Relay Therapeutics Inc. a rapporté que son médicament expérimental, le zovegalisib, a réduit les lésions chez 60 % des patients souffrant de troubles vasculaires rares, une publication de données pivotale qui valide sa plateforme de médecine de précision et remet en question les traitements existants pour cette condition génétique.

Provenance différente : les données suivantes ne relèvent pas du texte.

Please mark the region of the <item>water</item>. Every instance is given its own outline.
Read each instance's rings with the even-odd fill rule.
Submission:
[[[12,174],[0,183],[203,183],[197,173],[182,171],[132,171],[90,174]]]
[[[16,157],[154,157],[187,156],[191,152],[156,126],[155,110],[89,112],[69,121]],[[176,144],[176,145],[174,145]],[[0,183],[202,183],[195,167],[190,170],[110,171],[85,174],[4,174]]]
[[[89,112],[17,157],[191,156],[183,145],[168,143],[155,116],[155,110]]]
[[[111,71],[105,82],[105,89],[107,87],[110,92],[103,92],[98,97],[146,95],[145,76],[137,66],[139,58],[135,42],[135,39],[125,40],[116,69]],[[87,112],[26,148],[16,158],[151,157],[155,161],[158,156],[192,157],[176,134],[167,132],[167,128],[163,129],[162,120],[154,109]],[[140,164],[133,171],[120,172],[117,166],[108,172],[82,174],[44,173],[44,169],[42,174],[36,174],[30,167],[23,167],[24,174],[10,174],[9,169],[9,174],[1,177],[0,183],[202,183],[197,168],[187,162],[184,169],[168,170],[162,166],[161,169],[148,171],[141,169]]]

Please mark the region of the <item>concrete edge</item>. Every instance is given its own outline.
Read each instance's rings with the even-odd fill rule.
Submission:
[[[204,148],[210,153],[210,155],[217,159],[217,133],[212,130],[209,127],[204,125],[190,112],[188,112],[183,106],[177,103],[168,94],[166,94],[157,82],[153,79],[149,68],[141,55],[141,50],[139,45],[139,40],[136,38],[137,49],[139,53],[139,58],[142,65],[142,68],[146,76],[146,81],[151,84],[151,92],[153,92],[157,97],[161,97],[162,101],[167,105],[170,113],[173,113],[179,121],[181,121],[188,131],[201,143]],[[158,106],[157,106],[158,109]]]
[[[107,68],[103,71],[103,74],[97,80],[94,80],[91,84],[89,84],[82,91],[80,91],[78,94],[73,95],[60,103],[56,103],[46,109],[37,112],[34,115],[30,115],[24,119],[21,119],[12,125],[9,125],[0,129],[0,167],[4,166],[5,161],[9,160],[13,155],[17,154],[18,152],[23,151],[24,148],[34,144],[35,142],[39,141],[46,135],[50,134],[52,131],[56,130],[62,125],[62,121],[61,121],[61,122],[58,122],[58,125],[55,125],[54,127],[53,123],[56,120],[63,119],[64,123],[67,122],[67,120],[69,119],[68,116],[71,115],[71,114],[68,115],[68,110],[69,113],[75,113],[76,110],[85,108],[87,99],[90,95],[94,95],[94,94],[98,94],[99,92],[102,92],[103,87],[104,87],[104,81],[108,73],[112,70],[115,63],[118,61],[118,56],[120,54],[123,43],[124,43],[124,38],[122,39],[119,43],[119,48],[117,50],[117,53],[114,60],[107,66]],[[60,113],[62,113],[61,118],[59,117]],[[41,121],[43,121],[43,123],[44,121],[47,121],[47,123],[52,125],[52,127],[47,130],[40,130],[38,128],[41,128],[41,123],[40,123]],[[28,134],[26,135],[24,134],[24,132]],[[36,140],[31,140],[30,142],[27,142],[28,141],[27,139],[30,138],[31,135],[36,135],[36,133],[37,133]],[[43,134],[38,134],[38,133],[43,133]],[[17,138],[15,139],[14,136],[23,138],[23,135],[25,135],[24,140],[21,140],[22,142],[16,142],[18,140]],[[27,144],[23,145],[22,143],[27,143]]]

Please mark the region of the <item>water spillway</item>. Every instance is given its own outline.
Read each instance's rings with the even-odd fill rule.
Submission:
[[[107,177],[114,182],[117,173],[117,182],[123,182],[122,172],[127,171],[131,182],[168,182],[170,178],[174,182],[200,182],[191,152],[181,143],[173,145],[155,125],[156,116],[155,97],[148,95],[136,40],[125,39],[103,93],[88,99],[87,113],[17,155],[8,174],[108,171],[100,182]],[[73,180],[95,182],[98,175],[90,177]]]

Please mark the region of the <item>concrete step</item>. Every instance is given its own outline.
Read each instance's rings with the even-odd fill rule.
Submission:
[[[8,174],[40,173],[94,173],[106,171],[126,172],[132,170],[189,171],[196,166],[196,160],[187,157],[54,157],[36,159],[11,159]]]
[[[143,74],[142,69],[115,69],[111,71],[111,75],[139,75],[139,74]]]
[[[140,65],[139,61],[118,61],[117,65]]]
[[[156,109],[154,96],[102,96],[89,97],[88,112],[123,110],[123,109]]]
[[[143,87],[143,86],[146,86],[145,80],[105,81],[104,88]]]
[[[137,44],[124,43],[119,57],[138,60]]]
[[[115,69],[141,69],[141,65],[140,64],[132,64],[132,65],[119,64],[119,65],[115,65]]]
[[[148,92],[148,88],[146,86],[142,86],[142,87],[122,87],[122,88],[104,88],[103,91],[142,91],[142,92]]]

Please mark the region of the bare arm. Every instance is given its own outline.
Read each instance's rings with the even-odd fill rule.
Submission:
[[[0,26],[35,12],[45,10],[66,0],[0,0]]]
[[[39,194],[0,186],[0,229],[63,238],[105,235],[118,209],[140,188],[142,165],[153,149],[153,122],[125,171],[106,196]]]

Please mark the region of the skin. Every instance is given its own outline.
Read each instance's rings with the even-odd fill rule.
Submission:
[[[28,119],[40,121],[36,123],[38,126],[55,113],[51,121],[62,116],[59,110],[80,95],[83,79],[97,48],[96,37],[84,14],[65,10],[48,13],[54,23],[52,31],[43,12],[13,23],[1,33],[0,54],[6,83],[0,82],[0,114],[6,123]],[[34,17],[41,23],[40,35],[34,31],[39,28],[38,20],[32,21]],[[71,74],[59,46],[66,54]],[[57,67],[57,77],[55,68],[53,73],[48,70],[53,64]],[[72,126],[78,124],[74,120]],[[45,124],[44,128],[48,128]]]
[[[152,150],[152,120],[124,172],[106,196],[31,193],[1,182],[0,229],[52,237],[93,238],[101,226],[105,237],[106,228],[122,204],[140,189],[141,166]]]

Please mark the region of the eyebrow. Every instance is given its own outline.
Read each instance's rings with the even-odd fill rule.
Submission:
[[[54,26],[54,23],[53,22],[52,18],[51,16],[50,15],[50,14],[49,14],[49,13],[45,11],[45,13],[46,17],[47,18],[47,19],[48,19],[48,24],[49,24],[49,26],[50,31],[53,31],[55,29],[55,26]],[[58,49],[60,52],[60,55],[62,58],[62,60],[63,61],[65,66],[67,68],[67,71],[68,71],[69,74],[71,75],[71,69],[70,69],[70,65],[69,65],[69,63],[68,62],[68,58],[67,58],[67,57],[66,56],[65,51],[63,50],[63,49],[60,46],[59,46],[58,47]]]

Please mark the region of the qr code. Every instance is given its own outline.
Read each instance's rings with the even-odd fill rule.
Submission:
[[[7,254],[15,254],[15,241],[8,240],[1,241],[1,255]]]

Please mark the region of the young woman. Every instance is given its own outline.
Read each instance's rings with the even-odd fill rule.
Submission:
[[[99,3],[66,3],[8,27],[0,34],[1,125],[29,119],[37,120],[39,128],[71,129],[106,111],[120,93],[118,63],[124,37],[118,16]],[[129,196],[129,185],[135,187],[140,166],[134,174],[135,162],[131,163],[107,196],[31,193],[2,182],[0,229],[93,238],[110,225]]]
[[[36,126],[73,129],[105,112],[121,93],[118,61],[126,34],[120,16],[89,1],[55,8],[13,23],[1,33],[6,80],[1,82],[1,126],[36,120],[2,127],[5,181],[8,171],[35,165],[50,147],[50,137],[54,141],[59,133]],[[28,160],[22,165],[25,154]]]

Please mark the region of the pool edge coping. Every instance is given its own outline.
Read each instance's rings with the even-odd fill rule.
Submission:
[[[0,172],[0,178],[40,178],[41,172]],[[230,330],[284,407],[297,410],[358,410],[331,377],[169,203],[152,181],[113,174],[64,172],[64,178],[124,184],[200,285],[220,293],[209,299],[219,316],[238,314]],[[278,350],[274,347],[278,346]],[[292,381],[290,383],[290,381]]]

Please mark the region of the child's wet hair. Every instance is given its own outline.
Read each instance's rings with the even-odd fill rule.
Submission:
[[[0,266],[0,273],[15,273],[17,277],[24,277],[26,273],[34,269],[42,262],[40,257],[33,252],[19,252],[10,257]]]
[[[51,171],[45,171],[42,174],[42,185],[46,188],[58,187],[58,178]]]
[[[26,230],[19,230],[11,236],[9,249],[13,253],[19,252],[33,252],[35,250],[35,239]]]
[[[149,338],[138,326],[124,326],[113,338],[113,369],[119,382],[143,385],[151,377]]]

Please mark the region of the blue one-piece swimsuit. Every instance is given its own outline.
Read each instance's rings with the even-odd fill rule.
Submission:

« Ces données démontrent, pour la première fois, la promesse de l'inhibition sélective des mutants PI3Kα pour les patients souffrant d'anomalies vasculaires », a déclaré Don Bergstrom, président de la R&D chez Relay Therapeutics, dans un communiqué, soulignant le potentiel du médicament à changer le paradigme du traitement.
Les données initiales de phase 2 provenant de 20 patients évaluables de l'étude ReInspire ont montré un taux de réponse volumétrique de 60 % à 12 semaines, avec 95 % de tous les patients ayant connu une certaine réduction des lésions. De manière cruciale, aucun patient n'a interrompu le traitement en raison d'effets secondaires. Les toxicités courantes telles que les éruptions cutanées sévères et les aphtes buccaux associés aux inhibiteurs non sélectifs de PI3Kα n'ont pas été observées.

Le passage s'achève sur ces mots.